Begitu pula dengan mata pengusaha yang terbuka. Awalnya mereka menganggap kawasan perbatuan kapur hanya dari sisi nilai ekonominya saja. Perlahan mereka mengamini karst sebagai benteng penting bagi keberlangsungan hidup masyarakat
“Mantan bos tambang sudah ada ikut berpartisipasi. Kini kami saling support dalam kegiatan penghijauan,” tuturnya.
menarik dibaca : Asyiknya Bermain Sekaligus Konservasi Di Tebing Padalarang

Deden tak menampik, efek domino dari Kalpataru berdampak signifikan. Yang paling menggembirakan yaitu lahir paradigma baru dari masyarakat. Ekonomi dapat tumbuh tetapi tanpa merusak.
Pemerintah maupun pihak luar juga melirik usaha para pemuda di sana. Tahun ini, FP2KC mendapat bantuan dana sosial dari Astra Hijau untuk pengembangan 28 jenis buah langka dan lokal. Total pembibitan 1.665 pohon.
Kolaborasi
Cerita Deden seperti anomali ditengah terjadinya krisis kepedulian yang melanda anak muda. Ia menolak padam. Toh, setelah apa yang dikerjakan dengan kolaborasi akan lebih ringan.
Anggota KRCB, T Bachtiar, mengaku segan dengan tumbuhnya gerakan akar rumput yang diusung para pemuda kampung yang punya visi konservatif. Mereka begitu sewot dengan penambangan yang merusak. Barangkali, katanya, karena mereka menganggap kekayaan di desa adalah punya tempat tinggal dan geografi yang nyaman.
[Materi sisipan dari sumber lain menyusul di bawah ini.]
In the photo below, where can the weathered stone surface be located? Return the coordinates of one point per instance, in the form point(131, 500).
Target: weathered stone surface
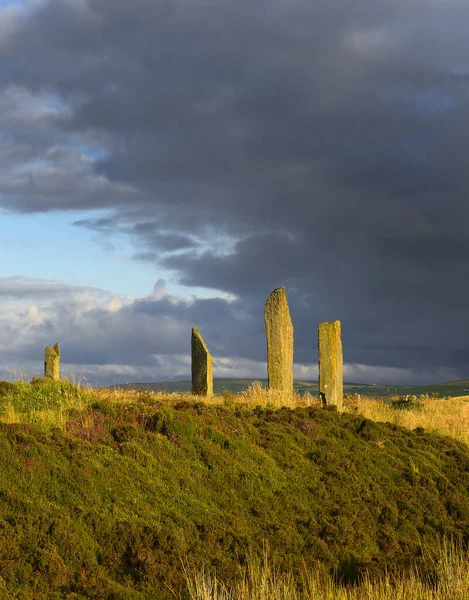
point(330, 362)
point(202, 378)
point(52, 362)
point(279, 333)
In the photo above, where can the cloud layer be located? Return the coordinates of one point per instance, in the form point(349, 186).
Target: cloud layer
point(318, 145)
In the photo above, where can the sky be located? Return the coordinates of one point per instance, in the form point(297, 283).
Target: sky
point(167, 163)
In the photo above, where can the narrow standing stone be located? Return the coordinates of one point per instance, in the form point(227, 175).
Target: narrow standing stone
point(279, 333)
point(202, 379)
point(52, 362)
point(330, 363)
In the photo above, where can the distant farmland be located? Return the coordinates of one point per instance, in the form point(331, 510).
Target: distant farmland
point(235, 386)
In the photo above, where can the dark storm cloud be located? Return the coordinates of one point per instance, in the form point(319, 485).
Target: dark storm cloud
point(320, 145)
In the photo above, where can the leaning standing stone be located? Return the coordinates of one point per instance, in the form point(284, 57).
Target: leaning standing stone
point(52, 362)
point(279, 333)
point(202, 379)
point(330, 363)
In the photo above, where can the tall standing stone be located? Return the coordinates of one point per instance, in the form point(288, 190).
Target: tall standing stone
point(330, 363)
point(52, 362)
point(202, 378)
point(279, 333)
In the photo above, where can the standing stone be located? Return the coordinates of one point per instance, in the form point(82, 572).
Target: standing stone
point(279, 333)
point(202, 379)
point(330, 363)
point(52, 362)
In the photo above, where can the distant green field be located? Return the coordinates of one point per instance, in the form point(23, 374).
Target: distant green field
point(450, 388)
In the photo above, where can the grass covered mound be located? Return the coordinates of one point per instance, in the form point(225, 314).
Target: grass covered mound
point(113, 505)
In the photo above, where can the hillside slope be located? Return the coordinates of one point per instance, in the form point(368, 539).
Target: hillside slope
point(112, 507)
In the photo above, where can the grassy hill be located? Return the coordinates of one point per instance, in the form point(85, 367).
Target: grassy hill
point(115, 501)
point(451, 388)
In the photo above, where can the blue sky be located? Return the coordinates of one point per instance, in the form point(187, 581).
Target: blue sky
point(168, 165)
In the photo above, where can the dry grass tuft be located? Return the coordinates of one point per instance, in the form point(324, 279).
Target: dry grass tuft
point(445, 416)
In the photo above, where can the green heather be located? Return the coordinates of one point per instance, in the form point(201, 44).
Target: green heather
point(116, 499)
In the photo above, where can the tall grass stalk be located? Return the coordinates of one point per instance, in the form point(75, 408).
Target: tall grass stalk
point(446, 416)
point(262, 581)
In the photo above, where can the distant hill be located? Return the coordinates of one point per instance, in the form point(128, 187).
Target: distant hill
point(235, 386)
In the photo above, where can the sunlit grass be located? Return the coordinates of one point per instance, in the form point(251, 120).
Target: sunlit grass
point(445, 416)
point(262, 581)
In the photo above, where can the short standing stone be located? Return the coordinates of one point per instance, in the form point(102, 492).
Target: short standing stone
point(52, 362)
point(202, 378)
point(279, 333)
point(330, 363)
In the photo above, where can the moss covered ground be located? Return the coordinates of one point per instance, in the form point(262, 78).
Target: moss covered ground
point(114, 502)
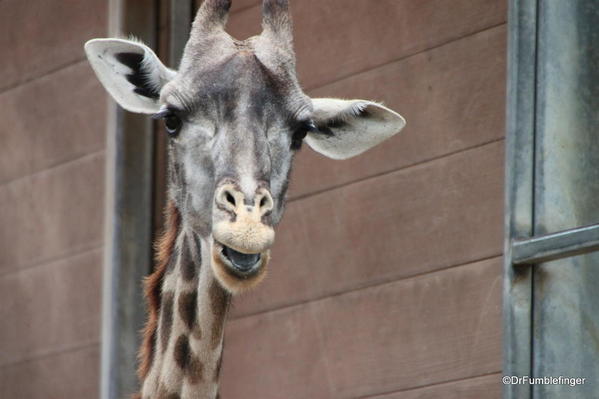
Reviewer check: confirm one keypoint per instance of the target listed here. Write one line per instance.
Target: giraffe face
(234, 129)
(235, 115)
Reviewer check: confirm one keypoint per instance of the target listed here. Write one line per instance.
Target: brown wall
(52, 113)
(386, 276)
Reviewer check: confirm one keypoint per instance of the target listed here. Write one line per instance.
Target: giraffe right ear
(130, 72)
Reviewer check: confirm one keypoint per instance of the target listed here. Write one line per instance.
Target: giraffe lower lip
(240, 261)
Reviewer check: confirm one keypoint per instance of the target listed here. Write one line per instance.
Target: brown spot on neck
(191, 365)
(153, 284)
(166, 319)
(188, 305)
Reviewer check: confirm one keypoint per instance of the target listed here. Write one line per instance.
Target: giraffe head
(235, 115)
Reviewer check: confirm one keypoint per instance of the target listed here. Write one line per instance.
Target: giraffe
(235, 115)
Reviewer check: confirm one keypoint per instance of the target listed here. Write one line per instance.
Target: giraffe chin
(231, 276)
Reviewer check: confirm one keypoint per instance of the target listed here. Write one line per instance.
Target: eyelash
(172, 122)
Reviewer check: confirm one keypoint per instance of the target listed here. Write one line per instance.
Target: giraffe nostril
(230, 198)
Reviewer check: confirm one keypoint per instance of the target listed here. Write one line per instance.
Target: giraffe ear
(345, 128)
(130, 72)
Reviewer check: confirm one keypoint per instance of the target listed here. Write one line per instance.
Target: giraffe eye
(300, 133)
(172, 124)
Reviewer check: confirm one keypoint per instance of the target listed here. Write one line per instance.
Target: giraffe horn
(211, 17)
(276, 22)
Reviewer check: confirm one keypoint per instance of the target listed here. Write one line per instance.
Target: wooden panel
(337, 38)
(487, 387)
(446, 112)
(51, 120)
(51, 307)
(413, 221)
(39, 36)
(52, 214)
(409, 333)
(69, 375)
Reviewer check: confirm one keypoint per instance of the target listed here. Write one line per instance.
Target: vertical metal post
(519, 219)
(128, 219)
(566, 300)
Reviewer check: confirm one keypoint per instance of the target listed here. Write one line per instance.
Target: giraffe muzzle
(241, 237)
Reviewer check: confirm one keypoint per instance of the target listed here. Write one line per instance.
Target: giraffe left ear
(130, 71)
(346, 128)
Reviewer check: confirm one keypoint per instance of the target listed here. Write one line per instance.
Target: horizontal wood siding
(386, 273)
(51, 199)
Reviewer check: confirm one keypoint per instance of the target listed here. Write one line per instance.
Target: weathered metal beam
(128, 218)
(519, 216)
(555, 246)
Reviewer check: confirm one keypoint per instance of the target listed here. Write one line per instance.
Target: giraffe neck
(188, 339)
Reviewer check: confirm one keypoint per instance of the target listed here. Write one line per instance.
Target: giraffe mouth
(240, 264)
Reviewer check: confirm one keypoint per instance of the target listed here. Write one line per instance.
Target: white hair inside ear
(347, 128)
(130, 71)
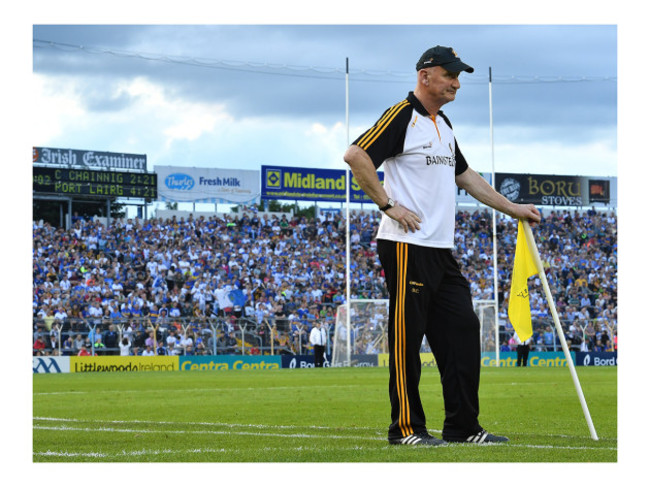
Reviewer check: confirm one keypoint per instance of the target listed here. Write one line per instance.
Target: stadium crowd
(158, 286)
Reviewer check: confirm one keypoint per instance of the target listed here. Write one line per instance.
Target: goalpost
(368, 327)
(366, 333)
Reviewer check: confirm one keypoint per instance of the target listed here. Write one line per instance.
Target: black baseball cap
(442, 56)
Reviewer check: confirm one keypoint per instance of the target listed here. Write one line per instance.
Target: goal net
(369, 324)
(367, 331)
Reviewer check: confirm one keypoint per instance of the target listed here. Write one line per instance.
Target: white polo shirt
(421, 160)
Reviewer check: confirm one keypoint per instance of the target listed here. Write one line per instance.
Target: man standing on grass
(318, 338)
(429, 297)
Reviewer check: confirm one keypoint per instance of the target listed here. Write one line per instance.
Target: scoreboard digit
(87, 182)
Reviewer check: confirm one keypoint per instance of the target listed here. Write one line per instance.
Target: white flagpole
(497, 344)
(347, 215)
(532, 246)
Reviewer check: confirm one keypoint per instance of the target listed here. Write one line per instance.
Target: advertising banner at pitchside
(229, 362)
(506, 359)
(207, 185)
(117, 363)
(302, 183)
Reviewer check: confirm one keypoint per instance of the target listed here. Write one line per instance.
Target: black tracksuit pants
(430, 297)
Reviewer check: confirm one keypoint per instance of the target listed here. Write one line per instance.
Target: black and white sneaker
(418, 439)
(482, 437)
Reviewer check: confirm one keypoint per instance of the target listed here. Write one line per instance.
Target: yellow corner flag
(519, 305)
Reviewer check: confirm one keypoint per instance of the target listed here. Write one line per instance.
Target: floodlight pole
(347, 216)
(497, 344)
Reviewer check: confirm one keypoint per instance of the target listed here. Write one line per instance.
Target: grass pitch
(310, 415)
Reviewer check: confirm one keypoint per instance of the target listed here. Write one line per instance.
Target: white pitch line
(203, 423)
(187, 432)
(214, 389)
(300, 435)
(379, 433)
(138, 453)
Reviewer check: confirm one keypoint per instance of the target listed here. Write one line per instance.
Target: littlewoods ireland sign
(89, 159)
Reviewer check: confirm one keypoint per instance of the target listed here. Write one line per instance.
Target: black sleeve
(461, 162)
(385, 138)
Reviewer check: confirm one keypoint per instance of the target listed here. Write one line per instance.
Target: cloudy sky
(240, 96)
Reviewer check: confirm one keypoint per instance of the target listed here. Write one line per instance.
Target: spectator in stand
(85, 271)
(125, 347)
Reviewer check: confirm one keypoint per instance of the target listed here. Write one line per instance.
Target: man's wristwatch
(388, 205)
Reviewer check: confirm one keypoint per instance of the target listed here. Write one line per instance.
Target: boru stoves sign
(543, 189)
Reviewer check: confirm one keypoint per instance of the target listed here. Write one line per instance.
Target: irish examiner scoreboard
(91, 182)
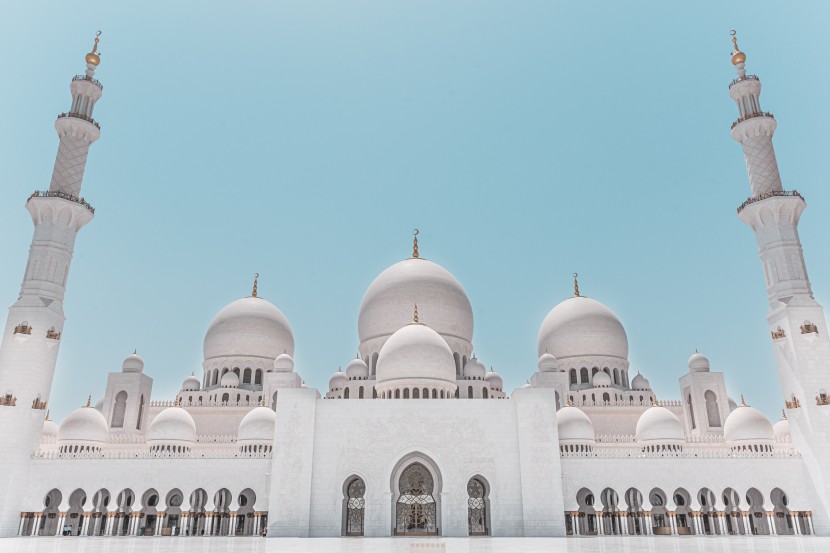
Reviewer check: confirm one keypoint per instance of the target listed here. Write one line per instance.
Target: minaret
(34, 329)
(798, 329)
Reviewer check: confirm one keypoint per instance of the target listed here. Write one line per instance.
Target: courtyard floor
(667, 544)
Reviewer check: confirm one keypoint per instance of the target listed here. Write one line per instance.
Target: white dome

Bachtiar yang juga mempelopori lahirnya kegiatan geotrack (jalan-jalan ke situs geologi) merasa punya nafas panjang perihal upaya mempertahankan karst yang tersisa. Baginya, sejarah kebumian di Padalarang begitu berharga dan tak ada duanya di dunia. Sehingga patut untuk diperjuangkan.
Rasa nyaris sama juga bersemayam pada diri Dadeng Mulyana, pendiri komunitas Pushing Panda, penggiat olahraga luar ruang higline. Kecintaan terhadap karst, dia buktikan dengan menggelar kegiatan tahunan lewat Bandung Highline Festival yang diselenggarakan sejak 2019 lalu.
“Kami selalu membawa pesan kelestarian setiap kali bermain,” imbuh Dadeng.
menarik dibaca : Bernyali Ditengah Senjakala Tebing Kapur Rajamandala

Pada akhirnya, Deden mampu menjawab pertanyaan gawat itu dengan enteng. Dia dapat membuktikan bahwa ada banyak pilihan di Karst Citatah selain menambang. Pilihan yang mungkin jauh lebih ramah lingkungan dan lebih siap menyongsong kemungkinan-kemungkinan yang ada di depan sana.
Namun, dibalik karst yang tersisa kecemasan Deden masih belum tersingkap di keningnya. Sebab, Deden selalu angkat bahu setiap ditanya apa harapan besok hari?